On Thu, Dec 16, 2021 at 10:47 PM Nir Soffer <nsoffer@redhat.com> wrote:
On Thu, Dec 16, 2021 at 10:14 PM Milan Zamazal <mzamazal@redhat.com> wrote:
>
> Hi,
>
> when I run Vdsm tests as a non-root user in vdsm-test-centos-8
> container, they systematically fail on several storage tests.  I run the
> tests as
>
>   podman run -it -v $HOME:$HOME --userns=keep-id vdsm-test-centos-8 $HOME/test.sh

Why do you need the --userns option?

You run this in a container because your development environment
is not compatible - right?

> where test.sh is
>
>   #!/bin/sh
>
>   export TRAVIS_CI=1

This is not correct for your local container - in travis we run a privileged container
as root and we create loop devices before the test.
 
>   cd .../vdsm
>   ./autogen.sh --system
>   make clean
>   make

I never run autogen and make during the tests, this can be done once
after checkout or when modifying the makefiles.

>   make lint
>   make tests

You are missing:

    make storage

Without this, a lot of tests will be skipped or xfailed.

>   make tests-storage
>
> The failing tests are in devicemapper_test.py, outofprocess_test.py and
> qemuimg_test.py.  I have also seen a test failure in nbd_test.py but not
> always.  Is it a problem of the tests or of my environment?

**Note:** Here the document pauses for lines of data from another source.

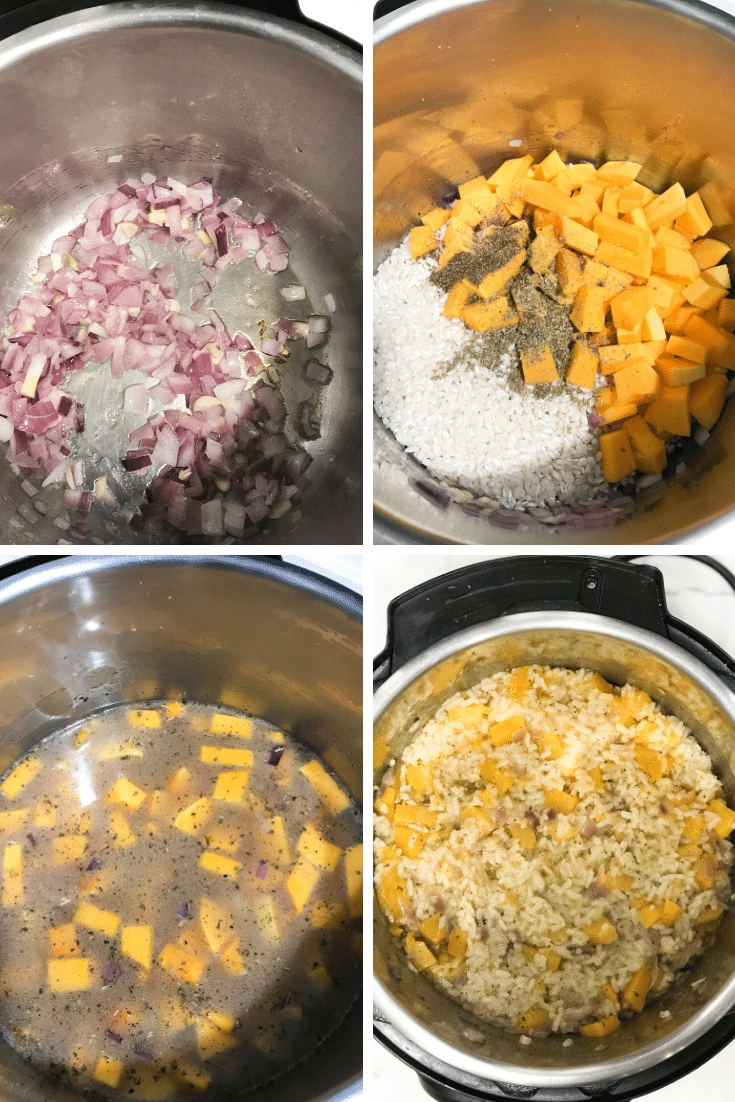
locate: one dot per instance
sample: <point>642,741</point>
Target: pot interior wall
<point>270,114</point>
<point>620,662</point>
<point>453,90</point>
<point>214,631</point>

nbd_test.py should be skipped unless you run as root, or have running
supervdsm serving your user.

I usually run the storage tests like this locally on Fedora (35 now):

    make storage
    tox -e storage

Results:

storage/devicemapper_test.py - 5 pass, rest skip
storage/nbd_test.py - 2 pass, rest skip
storage/qemuimg_test.py - 2 skips 
storage/outofprocess_test.py - 3 skips, rest pass 

2350 passed, 161 skipped, 102 deselected, 3 xfailed, 13093 warnings in 134.80s (0:02:14) 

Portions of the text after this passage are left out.